Single-job runs (-j 1) always run in-process.
Default text scans require roughly jobs * 2_000 files before the pool turns on.
Count, files-with-matches, and files-without-matches modes lower the threshold to roughly jobs * 750 because the per-file work is cheaper.
Short, identifier-shaped fixed-string patterns raise the threshold to roughly jobs * 4_000 because the literal fast path is already so cheap that forking rarely pays.
AST search and AST rewrite use the jobs * 750 threshold.

These numbers are heuristics, not promises. They are tuned against the WordPress benchmark corpus and may be revisited.

How the pool works

Greph\Parallel\WorkSplitter distributes the file list across N chunks. Greph\Parallel\WorkerPool forks one worker process per chunk, each worker runs the same closure on its slice, and Greph\Parallel\ResultCollector reads the serialized results back through pipes. The parent process waits for every worker, then merges and re-sorts the combined result set so the output ordering is stable regardless of how the work was split.

For text mode the worker pool uses a custom on-the-wire codec (Greph\Text\TextResultCodec) to keep the serialized payload compact. AST mode uses PHP's standard serialize().

When pcntl is unavailable

If pcntl_fork is not callable (Windows, hardened PHP builds), the pool transparently falls back to running every chunk in-process. The result is the same as -j 1. Greph does not raise an error; it just runs single-threaded.

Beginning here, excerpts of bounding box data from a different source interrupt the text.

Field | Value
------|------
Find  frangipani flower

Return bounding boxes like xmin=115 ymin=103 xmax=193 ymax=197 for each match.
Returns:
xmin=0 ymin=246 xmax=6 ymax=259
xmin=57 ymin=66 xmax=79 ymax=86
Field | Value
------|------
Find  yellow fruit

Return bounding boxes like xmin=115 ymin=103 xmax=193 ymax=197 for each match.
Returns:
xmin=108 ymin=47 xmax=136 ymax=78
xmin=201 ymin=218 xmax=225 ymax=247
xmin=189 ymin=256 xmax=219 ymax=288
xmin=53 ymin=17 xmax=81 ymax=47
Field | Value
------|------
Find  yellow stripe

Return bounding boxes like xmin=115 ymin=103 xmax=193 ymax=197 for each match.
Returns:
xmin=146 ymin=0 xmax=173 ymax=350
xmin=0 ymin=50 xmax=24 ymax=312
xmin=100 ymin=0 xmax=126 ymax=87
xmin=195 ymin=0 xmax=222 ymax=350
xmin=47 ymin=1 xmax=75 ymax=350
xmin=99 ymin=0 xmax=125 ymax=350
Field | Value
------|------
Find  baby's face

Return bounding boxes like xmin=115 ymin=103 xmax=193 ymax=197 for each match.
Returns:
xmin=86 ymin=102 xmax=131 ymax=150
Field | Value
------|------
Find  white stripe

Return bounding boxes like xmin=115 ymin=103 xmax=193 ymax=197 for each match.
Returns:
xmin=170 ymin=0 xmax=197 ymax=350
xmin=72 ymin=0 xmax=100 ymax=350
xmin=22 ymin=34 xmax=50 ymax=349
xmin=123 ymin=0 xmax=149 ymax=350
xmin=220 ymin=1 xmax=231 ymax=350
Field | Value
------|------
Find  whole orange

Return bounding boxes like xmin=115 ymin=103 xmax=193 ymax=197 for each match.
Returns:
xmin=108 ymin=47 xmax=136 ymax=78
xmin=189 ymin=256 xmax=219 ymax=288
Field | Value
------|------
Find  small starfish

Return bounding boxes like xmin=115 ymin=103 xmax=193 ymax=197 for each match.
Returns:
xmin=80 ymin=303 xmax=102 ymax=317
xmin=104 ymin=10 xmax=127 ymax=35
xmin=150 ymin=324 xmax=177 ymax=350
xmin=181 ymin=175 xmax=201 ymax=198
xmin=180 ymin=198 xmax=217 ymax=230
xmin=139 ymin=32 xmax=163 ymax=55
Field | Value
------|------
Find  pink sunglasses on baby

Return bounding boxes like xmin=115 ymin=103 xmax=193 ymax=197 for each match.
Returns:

You can detect this at runtime by checking function_exists('pcntl_fork').

Tuning advice

Start with -j set to half your physical core count and raise it until you stop seeing improvements.
For literal-only fixed-string searches on small repositories, single-process is usually faster than any parallel configuration.
For AST scans on large repositories, parallel scaling is usually close to linear up to the available core count.
The published benchmark numbers in the README include 1, 2, and 4 worker scaling on the WordPress corpus.

Limitations

The current pool does not support work-stealing. If one chunk is much heavier than the others, the pool waits for the slowest worker.
Worker results are buffered until every worker finishes. Streaming output from a long-running scan (the way rg --json streams events) is not supported in parallel mode.
The parent process re-sorts results after merging, so the worker pool does not reduce peak memory usage compared to a single-process scan.

These limitations are acceptable for the workloads Greph targets (interactive code search, agent loops, CI jobs over snapshots). They will be revisited if profiling shows them as a bottleneck on real corpora.